Scotland's bowlers had given them a chance of victory by bowling Ireland out for 196, leaving a modest target of 135 in 39 overs. But some poor batting, one or two dubious umpiring decisions, and a devastating four-wicket opening spell from Adrian McCoubrey which reduced Scotland to 34 for 4 proved too much to overcome.
The home side were further hampered when Craig Wright was found to have suffered a broken finger, which will rule him out of Thursday's match against Australia. Coming in at No. 9 with the score on 78 for 7, he hammered a brave 31, including two huge 6s on the trot, to take Scotland to the brink of victory only for Dewald Nel to be run out off the next delivery.

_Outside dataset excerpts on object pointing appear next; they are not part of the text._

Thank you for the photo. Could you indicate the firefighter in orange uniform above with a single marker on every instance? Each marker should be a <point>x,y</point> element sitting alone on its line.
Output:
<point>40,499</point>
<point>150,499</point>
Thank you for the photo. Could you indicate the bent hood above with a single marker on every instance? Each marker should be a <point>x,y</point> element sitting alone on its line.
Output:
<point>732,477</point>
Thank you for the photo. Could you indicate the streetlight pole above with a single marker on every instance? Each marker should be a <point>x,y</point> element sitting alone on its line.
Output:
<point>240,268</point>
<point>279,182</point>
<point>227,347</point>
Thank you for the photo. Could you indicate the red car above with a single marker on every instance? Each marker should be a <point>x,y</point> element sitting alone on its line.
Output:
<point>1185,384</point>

Ireland resumed on 46 for 2, but for a second time their batsmen could not master the bowling, with only Dom Joyce (61) and Andre Botha (46) showing any real definace. Gregor Maiden (3 for 24), Ryan Watson (3 for 64) and Johan Nel (3 for 30) shared the spoils.
"It was lots of wee things throughout the three days that did for us, not the final chase," said Andy Moles, Scotland's coach. "We let Ireland's lower order get far too many runs on the first day, then we didn't get enough ourselves in reply. And, crucially, after Craig Wright broke his finger, he didn't bowl much. I am certain his absence from the attack cost us wickets at important times."The Scotsman reported that there was a bizarre start to the day when Colin Smith, Scotland's wicketkeeper, missed the first 40 minutes of play. Smith, a policeman, was summoned to Aberdeen Sheriff Court as a witness but, fortunately for him, the hearing was abandoned as the accused overslept.